As a result, the number of people over 60 years of age is extremely low in these two countries (1%), extremely far from Asian or European levels (20% in Western Europe for example).
The Maghreb also has a favourable demographic profile (6% over 65 years of age), which puts the necessity of implementing a quick lockdown into question. How is each of the states concerned reacting to the crisis?
- Morocco has set up a special fund for the management of Covid-19, the aim of which is to finance a livelihood income for the poorest, especially those from the informal sector. This fund has been generously endowed with 3 billion euros financed by the State (1 billion), the European Union (540 million euros), the King himself (200 million euros), the OCP group (Office chérifien des phosphates) (300 million) and all the large companies and fortunes of Morocco. The State will also set up a system of partial unemployment and a minimum monthly income of around 80 euros per person for a household of two people or less (120 euros for a household of more than four people).
- Algeria, which used to count among the wealthy Arab oil and gas countries, has over time tipped over to the poor side. The barrel of oil is currently worth $25, whereas the state budget was built on the basis of a $60 barrel (and it should be worth $110 to balance the budget). Algeria has not announced any economic support measures at this stage.
- Tunisia, like Algeria, does not have a partial unemployment scheme,but it does have a minimum income for the poorest. It benefits from a European Union grant of €300 million (0.8% of national GDP).
Geopolitics: the crises continue
Turning to the issue of geopolitics, the first question concerns the consequences of the health crisis on the other current crises.
A preliminary observation on this subject is that the pandemic has not changed the fundamental balance of power in the region. For example, the rift between Qatar and Turkey on one side, and between the Gulf States and Egypt on the other remains intact. In addition, the confrontation between Iran on the one hand and the United States and its regional allies on the other has not subsided, even though the United Arab Emirates and Oman have made additional humanitarian gestures towards Iran. For the time being, there is nothing to suggest that Covid-19 will profoundly call into question the current dynamics.

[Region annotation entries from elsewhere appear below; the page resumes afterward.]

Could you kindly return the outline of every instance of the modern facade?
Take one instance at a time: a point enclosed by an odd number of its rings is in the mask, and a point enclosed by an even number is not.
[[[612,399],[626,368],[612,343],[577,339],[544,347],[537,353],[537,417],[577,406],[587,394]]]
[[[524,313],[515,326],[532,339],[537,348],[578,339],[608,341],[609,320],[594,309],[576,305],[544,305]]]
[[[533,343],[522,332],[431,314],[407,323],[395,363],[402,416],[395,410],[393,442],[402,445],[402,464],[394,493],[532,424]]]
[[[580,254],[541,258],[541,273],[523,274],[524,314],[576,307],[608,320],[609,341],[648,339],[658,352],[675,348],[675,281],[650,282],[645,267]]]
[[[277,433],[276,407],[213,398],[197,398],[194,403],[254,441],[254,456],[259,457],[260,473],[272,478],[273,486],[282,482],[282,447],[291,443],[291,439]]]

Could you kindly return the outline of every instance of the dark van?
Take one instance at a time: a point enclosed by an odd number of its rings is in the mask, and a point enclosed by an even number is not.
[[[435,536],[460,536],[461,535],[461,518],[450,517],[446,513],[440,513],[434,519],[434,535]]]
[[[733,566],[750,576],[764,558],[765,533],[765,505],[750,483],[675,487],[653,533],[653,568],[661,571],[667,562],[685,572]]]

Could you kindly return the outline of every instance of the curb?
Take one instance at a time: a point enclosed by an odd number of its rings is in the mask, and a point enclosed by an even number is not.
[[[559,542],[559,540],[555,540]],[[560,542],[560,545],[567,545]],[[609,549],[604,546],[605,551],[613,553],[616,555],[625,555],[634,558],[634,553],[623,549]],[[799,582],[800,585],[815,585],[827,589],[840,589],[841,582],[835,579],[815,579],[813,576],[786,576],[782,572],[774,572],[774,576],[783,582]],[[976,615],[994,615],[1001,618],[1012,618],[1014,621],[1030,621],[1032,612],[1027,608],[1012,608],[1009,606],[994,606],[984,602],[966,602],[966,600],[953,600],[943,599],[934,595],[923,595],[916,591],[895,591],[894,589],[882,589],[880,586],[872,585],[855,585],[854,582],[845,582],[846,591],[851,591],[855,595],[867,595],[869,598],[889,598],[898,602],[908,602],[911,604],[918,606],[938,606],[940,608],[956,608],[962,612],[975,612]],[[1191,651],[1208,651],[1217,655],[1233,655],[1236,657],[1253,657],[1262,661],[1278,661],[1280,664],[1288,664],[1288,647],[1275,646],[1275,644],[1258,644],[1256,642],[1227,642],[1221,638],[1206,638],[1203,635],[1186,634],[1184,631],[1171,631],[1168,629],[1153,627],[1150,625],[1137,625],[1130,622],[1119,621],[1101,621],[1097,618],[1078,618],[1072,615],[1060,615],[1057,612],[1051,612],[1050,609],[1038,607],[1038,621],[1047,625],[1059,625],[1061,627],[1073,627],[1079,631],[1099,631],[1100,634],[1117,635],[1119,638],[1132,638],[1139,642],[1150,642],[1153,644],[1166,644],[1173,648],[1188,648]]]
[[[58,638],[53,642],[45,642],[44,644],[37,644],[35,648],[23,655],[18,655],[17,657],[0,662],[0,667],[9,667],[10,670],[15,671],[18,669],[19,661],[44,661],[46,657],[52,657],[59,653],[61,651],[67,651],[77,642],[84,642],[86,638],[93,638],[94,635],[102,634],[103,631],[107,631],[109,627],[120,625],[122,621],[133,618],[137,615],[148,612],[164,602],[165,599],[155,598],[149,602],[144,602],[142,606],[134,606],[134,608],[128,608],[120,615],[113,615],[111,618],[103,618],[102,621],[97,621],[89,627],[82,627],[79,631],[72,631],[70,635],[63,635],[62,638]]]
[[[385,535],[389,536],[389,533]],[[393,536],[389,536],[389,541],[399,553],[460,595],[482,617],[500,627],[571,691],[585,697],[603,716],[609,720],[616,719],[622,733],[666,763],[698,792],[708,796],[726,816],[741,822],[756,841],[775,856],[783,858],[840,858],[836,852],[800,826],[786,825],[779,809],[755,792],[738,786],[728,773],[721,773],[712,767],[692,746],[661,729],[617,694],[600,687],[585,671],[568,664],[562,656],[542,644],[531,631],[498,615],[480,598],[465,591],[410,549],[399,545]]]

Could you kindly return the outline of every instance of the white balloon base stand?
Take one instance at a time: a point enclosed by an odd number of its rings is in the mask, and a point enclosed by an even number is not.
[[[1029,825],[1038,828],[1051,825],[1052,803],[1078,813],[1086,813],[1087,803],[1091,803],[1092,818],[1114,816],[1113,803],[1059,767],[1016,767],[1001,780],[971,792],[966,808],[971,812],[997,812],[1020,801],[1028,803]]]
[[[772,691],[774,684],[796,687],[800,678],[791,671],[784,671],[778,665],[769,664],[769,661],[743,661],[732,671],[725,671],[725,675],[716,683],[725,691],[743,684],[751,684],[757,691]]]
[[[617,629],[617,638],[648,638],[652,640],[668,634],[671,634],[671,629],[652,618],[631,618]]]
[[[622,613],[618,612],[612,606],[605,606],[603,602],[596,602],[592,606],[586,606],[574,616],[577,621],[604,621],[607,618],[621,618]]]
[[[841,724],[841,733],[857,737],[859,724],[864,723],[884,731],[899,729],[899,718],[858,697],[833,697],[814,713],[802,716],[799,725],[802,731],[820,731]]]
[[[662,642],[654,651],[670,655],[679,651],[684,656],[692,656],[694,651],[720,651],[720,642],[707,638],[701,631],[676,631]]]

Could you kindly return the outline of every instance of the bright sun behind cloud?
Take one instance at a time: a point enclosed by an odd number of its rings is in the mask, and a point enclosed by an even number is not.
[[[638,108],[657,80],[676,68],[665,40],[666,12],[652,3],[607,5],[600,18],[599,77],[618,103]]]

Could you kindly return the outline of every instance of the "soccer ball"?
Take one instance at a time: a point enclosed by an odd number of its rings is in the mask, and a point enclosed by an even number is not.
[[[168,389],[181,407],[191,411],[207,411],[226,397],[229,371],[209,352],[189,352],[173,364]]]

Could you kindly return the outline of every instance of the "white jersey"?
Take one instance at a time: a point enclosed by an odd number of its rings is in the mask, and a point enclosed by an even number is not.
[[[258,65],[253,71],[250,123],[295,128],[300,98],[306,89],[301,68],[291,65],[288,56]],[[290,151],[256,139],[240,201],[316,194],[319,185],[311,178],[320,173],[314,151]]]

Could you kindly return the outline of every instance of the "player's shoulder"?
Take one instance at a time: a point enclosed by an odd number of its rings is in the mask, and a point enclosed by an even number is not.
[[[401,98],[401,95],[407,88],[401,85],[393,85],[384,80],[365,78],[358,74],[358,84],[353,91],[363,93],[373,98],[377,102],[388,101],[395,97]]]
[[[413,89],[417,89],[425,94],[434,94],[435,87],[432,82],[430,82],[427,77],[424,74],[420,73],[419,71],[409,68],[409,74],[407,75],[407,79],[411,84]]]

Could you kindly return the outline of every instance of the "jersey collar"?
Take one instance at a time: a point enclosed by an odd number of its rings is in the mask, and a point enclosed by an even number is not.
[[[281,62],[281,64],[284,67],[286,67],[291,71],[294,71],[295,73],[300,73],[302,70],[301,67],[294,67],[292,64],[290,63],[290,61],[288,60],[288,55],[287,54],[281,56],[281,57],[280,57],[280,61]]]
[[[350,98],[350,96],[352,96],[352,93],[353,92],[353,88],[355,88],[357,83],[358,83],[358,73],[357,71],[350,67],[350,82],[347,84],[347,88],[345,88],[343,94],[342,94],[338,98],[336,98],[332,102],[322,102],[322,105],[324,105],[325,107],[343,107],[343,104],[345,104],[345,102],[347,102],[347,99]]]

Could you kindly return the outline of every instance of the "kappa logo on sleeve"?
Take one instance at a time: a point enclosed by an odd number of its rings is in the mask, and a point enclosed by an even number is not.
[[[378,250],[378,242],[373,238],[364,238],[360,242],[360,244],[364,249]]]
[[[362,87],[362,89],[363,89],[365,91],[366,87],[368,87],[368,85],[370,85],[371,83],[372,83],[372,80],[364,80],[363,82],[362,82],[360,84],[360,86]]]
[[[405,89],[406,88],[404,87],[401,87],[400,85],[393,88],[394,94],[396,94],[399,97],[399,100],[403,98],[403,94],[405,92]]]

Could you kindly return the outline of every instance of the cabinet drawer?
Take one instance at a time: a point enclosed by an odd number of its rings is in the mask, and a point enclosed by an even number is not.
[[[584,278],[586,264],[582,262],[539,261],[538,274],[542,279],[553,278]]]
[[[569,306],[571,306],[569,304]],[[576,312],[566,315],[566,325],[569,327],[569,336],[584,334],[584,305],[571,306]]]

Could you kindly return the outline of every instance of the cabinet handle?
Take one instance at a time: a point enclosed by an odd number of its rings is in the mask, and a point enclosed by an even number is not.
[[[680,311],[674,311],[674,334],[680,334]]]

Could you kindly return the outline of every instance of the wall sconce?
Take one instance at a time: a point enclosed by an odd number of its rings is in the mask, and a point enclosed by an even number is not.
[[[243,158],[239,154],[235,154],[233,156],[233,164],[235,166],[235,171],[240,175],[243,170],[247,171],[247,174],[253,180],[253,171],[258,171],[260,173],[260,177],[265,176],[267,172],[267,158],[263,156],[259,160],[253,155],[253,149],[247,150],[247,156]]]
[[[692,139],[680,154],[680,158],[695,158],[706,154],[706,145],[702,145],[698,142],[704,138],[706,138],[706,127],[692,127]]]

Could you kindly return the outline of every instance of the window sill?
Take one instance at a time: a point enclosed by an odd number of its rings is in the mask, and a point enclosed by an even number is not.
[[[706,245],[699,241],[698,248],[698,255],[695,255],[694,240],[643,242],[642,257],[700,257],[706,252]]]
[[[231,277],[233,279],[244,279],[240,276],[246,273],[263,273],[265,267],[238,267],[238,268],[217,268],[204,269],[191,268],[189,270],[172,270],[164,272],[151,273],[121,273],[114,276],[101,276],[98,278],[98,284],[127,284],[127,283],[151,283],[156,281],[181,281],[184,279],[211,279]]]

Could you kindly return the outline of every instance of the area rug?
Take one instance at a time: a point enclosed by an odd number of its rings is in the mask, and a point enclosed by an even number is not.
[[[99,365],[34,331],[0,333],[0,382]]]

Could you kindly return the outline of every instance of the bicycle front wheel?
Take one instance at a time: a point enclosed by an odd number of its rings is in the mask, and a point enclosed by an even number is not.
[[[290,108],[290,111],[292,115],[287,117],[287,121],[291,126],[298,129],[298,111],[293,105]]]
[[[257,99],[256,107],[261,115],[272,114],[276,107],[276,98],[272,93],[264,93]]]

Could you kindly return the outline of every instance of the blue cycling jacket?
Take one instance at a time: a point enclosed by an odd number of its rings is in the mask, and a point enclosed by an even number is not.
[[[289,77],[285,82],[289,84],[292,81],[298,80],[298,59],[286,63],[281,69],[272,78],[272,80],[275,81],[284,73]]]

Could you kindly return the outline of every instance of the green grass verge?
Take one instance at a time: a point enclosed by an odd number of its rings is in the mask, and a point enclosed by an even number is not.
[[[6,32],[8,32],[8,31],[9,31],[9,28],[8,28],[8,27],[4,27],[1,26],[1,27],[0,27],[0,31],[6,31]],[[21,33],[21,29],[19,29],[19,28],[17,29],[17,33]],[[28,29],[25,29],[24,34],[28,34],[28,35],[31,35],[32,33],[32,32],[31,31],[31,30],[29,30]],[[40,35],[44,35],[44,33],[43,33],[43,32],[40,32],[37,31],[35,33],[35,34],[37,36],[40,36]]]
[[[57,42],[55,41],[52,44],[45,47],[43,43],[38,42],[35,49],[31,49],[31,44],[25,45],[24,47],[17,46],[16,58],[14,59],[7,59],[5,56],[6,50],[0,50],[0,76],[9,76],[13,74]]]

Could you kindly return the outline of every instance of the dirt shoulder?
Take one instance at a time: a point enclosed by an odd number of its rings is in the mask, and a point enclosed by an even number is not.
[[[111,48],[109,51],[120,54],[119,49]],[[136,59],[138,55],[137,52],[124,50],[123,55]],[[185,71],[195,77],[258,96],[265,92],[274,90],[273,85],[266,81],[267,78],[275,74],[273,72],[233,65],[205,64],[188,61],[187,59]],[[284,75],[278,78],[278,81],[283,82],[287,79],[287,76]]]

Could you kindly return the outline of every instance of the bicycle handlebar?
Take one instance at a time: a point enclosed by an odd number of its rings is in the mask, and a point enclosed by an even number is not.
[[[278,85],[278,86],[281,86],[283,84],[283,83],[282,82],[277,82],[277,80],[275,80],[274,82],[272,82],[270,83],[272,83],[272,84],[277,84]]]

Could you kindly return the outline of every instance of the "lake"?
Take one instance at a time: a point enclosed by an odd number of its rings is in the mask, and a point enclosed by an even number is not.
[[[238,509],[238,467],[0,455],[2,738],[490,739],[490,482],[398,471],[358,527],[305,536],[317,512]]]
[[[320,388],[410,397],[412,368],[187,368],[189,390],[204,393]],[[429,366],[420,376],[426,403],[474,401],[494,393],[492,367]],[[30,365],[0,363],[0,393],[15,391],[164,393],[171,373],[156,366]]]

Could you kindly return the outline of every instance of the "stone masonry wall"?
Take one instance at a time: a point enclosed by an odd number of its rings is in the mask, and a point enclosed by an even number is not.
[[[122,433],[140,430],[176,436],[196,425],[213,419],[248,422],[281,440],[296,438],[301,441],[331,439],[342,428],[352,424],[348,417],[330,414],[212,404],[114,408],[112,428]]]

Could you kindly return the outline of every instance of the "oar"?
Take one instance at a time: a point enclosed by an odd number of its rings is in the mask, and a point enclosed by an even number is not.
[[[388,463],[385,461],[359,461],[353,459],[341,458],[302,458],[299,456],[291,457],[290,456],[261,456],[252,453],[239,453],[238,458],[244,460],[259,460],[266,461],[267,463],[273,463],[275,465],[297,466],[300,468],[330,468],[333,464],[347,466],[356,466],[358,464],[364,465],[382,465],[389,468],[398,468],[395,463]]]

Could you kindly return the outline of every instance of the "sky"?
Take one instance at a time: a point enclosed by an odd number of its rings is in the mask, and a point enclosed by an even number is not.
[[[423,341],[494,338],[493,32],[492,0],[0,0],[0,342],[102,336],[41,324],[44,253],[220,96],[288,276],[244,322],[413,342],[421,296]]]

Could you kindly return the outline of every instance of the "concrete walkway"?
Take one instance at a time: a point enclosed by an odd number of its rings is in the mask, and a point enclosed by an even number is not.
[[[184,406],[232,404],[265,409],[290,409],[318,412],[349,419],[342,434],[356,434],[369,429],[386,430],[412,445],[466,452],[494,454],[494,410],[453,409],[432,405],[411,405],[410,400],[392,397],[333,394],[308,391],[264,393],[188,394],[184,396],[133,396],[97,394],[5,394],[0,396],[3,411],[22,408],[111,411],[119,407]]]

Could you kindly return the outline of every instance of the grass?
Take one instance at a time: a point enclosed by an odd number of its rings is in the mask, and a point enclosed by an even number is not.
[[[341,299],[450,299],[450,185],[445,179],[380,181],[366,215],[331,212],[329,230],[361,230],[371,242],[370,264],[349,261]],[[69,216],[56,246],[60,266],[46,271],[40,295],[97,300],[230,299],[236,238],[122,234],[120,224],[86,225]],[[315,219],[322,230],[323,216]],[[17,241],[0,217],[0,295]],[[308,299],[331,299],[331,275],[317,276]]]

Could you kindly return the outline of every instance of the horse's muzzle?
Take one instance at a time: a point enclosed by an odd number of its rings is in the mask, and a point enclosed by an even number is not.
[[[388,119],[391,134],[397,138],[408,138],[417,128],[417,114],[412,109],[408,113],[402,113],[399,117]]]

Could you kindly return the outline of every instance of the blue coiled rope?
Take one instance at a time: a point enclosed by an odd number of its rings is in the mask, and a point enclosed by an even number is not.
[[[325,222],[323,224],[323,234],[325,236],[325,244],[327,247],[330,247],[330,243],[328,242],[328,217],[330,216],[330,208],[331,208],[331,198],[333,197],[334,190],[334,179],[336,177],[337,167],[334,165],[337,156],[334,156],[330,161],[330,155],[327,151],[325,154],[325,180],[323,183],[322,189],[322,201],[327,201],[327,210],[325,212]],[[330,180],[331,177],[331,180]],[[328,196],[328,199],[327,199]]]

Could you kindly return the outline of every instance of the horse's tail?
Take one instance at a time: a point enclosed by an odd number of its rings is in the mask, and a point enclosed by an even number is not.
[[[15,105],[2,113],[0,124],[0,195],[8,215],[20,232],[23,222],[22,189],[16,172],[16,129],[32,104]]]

Two general remarks can be added to this. First the gravity of the crisis, which affects not only regional players but also major external powers, should lead to a general decline in the level of conflict and of violence. Conversely, these conditions may trigger risk-taking behaviours on the part of opportunistic players (militia groups, for example) or other players wanting to break out of what they perceive as a strategic deadlock (Iran?). Further observations can be made on the ground:
- The announcement of a ceasefire by Saudi Arabia may enable a de-escalation of the crisis in Yemen;
- In Syria, the ceasefire in Idlib, although precarious, is probably more durable (under Russian influence in particular) than it would have been in the absence of the health crisis. However, Turkey continues to reinforce its military means in Idlib and the Syrian regime has also carried out demonstrations of strength; in the areas controlled by the regime, warlords are taking the law into their own hands;
- In Libya, the situation is not too different: Russia, Turkey, and the local players have not switched paths. The ceasefire is not really respected;
- Finally, in Iran, and more generally in the possible areas of an Iranian-American or even an Iranian-Israeli conflict, politics on the brink of the abyss continue: no escalation for the moment, but resolution maintained on the side of the hard wing of the Iranian regime and its counterpart in Washington.
In the same vein, in Iraq and Syria we can see whole swathes of territory turning into real anarchy, favouring a resurgence of terrorist cells, including Daesh.
Geopolitics: the great international game
The second main geopolitical issue is the rivalry between great powers. It would be tempting to say that great power dynamics will not be affected by the health crisis. However, this crisis should accelerate the trends already that are already under way: the American disengagement, however relative, and what could be called "the declining returns on Russian investment in Syria". In fact, even Russia has achieved its initial objectives in Syria, and should logically seek to consolidate its gains through an international settlement. In the Gulf, Putin has just suffered a setback in the battle over the price of oil, which will certainly affect his regional standing.